У нее текли слезы по щекам, и я не мог видеть, что бедняжка так много плачет.
– Жанна, – обнимая ее, сказал я. – Это потому вы чувствуете такую уверенность во мне, что я точно такой же ребенок, неопытный и неумелый в жизни, как и вы. И правда, я принял вас и ваших детей в мое сердце. Но и другие, – еще больше, чем я, – поступают по отношению к вам так же. Но вы способны видеть и понимать только мое сердце. И не можете ни видеть, ни понимать сердца людей, стоящих выше вас. Потому и думаете только обо мне одном.
Я поцеловал обе ее ручки. И. сказал ей, что Хава вернется только после музыки; но чтобы она ни о чем не волновалась и ложилась спать, приняв его лекарство.
Мы пошли домой; но на сердце у меня стало тяжело. Мне было жалко Жанну. Я сознавал, что она не сможет создать ни себе, ни детям спокойной, радостной жизни. Как-то особенно ясно представилась мне ее будущая жизнь. И я почувствовал, что, окруженная вниманием и заботами и князя, и Анны, она не будет ни откровенна, ни дружна с ними, так как ее культура не даст ей увидеть их внутренней силы, к которой можно прильнуть, а доброту их она будет принимать за снисхождение к себе.

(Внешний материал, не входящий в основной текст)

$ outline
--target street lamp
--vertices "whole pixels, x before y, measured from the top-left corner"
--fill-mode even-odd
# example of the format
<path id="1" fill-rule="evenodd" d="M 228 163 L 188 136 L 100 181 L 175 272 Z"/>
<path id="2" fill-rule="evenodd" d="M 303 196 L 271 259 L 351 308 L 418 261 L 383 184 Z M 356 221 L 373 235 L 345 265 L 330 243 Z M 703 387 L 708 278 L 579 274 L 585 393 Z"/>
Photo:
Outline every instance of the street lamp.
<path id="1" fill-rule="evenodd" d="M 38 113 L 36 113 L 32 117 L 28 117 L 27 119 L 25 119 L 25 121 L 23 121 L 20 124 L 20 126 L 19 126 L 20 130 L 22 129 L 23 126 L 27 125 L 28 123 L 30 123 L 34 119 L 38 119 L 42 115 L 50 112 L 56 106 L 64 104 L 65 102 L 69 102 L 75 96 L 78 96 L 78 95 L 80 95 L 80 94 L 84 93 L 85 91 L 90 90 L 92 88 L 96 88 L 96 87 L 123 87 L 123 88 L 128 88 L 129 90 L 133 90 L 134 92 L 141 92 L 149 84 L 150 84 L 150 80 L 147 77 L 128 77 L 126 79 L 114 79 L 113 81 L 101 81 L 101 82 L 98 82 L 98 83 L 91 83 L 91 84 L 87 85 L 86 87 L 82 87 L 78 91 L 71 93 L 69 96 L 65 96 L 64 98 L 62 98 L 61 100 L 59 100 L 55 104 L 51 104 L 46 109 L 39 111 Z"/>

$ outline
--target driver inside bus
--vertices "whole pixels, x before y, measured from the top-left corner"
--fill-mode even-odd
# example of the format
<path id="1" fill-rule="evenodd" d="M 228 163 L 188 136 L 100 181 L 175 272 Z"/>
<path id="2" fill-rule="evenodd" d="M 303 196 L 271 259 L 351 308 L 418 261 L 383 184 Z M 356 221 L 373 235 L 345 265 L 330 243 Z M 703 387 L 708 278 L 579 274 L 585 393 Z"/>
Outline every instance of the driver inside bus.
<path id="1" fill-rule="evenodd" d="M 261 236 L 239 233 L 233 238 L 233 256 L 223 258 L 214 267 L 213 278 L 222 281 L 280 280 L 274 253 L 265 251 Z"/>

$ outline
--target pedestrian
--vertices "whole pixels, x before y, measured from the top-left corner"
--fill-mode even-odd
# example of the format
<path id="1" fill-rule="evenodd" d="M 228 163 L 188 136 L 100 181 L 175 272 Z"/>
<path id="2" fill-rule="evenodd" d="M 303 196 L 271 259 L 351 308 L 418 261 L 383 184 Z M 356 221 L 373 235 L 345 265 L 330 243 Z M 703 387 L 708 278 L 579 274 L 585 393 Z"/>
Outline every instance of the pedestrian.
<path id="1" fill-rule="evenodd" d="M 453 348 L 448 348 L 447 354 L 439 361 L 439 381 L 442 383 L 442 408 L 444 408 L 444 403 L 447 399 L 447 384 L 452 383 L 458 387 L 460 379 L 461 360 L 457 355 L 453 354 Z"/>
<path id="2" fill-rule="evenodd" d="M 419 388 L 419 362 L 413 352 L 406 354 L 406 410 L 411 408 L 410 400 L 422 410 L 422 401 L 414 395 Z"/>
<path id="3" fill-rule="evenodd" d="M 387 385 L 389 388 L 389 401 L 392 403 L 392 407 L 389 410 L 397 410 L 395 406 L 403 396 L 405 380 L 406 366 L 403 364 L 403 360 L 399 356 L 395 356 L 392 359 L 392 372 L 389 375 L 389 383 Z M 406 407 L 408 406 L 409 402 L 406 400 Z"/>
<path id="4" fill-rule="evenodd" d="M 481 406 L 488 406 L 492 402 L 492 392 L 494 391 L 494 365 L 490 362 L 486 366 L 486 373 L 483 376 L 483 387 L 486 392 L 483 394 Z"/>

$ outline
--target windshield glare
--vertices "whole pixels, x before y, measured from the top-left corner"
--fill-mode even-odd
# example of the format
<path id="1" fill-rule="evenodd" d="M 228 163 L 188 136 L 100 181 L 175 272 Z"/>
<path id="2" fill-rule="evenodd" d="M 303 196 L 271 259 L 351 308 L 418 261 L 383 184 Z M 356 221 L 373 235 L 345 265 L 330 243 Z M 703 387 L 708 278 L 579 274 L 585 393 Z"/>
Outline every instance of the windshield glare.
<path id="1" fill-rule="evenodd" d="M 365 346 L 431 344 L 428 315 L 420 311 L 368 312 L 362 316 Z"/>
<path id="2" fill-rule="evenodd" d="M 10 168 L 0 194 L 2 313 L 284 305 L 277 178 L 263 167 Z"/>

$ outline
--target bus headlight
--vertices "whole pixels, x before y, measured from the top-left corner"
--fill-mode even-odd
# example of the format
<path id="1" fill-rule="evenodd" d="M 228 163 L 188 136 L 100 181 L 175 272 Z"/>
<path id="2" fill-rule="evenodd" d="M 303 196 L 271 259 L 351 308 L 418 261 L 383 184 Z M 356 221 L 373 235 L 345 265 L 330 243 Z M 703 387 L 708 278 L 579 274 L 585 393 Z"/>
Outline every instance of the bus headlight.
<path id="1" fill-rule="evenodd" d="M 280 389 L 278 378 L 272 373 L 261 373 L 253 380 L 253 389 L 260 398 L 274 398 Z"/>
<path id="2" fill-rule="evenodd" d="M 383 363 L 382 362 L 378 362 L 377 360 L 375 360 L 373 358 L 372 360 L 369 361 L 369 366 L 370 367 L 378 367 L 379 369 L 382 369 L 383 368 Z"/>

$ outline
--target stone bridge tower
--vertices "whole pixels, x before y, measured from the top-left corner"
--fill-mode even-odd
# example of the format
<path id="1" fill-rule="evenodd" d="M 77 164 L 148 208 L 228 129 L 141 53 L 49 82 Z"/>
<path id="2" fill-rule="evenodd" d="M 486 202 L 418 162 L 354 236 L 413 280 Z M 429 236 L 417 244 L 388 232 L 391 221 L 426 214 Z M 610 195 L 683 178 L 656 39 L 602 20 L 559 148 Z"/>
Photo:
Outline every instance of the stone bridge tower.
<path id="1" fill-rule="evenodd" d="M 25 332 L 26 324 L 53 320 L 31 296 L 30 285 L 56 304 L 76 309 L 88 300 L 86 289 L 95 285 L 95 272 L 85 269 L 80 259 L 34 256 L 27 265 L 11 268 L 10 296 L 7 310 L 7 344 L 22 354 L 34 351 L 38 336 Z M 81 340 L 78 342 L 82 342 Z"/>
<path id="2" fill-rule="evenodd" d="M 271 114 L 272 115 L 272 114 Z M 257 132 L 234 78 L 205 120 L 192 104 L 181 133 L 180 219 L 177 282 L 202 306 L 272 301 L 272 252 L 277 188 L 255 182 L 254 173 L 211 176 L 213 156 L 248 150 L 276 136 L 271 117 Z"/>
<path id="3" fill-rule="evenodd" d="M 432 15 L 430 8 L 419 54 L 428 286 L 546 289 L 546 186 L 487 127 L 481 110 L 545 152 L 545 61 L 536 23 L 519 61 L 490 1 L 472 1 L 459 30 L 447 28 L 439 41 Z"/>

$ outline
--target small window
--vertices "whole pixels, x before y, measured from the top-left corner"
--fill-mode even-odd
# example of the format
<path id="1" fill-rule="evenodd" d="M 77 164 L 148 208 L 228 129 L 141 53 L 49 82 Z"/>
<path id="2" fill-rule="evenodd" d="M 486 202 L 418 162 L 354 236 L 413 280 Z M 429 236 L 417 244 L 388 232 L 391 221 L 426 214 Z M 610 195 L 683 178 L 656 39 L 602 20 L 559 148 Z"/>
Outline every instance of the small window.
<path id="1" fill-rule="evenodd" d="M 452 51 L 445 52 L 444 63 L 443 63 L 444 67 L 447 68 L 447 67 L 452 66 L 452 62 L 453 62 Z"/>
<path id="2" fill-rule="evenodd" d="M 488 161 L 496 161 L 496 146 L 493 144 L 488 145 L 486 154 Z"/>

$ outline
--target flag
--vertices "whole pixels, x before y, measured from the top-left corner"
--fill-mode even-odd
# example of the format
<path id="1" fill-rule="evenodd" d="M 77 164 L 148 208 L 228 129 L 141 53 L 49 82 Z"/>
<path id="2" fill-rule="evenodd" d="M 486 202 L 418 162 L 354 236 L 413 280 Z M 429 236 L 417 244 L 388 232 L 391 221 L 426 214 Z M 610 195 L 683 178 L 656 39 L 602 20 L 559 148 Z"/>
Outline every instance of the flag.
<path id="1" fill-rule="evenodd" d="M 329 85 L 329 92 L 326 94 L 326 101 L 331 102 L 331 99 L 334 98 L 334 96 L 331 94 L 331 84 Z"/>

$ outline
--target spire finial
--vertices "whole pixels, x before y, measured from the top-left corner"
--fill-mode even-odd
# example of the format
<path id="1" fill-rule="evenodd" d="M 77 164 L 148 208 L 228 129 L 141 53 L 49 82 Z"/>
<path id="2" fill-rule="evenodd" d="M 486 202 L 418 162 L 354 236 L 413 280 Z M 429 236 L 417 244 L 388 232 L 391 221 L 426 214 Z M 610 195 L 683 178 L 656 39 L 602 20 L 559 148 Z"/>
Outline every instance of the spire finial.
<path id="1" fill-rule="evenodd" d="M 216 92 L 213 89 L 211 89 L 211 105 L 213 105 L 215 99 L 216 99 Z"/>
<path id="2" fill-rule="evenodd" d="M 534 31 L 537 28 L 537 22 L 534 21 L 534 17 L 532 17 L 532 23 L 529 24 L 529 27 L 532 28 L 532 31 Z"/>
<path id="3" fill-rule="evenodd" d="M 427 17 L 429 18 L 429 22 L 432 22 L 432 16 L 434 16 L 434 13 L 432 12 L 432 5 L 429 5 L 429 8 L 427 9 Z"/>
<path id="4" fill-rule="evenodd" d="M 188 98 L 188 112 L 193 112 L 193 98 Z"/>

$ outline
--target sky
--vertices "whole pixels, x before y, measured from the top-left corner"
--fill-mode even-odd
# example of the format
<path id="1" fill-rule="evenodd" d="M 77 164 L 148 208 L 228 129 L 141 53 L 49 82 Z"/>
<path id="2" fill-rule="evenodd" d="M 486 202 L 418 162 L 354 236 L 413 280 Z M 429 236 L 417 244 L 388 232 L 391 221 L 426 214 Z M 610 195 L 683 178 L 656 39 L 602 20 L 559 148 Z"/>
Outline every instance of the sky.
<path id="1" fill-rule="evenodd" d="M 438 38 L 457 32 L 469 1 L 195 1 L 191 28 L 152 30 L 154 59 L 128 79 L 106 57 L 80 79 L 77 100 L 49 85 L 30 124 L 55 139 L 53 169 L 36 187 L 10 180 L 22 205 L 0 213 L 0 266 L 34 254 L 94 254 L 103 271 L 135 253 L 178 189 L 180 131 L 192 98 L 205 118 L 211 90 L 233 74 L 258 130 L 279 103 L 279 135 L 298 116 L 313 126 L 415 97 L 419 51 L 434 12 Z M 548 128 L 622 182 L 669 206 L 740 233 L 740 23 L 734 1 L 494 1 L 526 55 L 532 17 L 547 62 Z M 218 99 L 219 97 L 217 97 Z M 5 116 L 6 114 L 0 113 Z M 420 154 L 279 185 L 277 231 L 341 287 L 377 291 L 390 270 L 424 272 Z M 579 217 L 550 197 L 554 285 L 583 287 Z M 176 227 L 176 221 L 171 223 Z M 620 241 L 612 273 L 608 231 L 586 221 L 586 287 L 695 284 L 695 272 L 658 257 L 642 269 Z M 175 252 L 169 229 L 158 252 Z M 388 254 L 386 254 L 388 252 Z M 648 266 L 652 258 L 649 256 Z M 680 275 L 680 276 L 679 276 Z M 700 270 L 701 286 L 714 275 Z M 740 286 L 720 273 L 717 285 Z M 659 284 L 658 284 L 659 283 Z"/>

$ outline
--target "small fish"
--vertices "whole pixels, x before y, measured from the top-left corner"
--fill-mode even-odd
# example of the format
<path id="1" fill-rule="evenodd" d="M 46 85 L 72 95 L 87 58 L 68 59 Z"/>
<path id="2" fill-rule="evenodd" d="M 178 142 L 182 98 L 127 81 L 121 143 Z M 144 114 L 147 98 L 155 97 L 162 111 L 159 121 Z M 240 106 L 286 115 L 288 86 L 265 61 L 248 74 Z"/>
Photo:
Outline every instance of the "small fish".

– Что, Левушка, сложности жизни донимают тебя?
– Донимают, Лоллион, – ответил я, уже не поражаясь больше его умению проникать в мои мысли. – И не то досадно мне, что сила в людях так бездарно растрачивается на вечные мысли только о себе. Но то, что человек закрепощает себя в этих постоянных мыслях о бытовом блаженстве и элементарной близости. Он поверяет другому свои тайны и секреты, недалеко уходящие от кухни и спальни, воображает, что это-то и есть дружба, и лишает свою мысль силы проникать интуитивно в смысл жизни; тратя бездарно свой день, человек не ищет не только знаний, но даже простой образованности. И в такой жизни нет места ни священному порыву любви, ни великой идее Бога, ни радостям творчества. Неужели быт – это жизнь?
– Для многих миллионов – это единственно приемлемая жизнь. А для всего человечества – неминуемая стадия развития. Чтобы понять очарование и радость раскрепощения, надо сначала осознать себя в рабстве от вещей и страстей.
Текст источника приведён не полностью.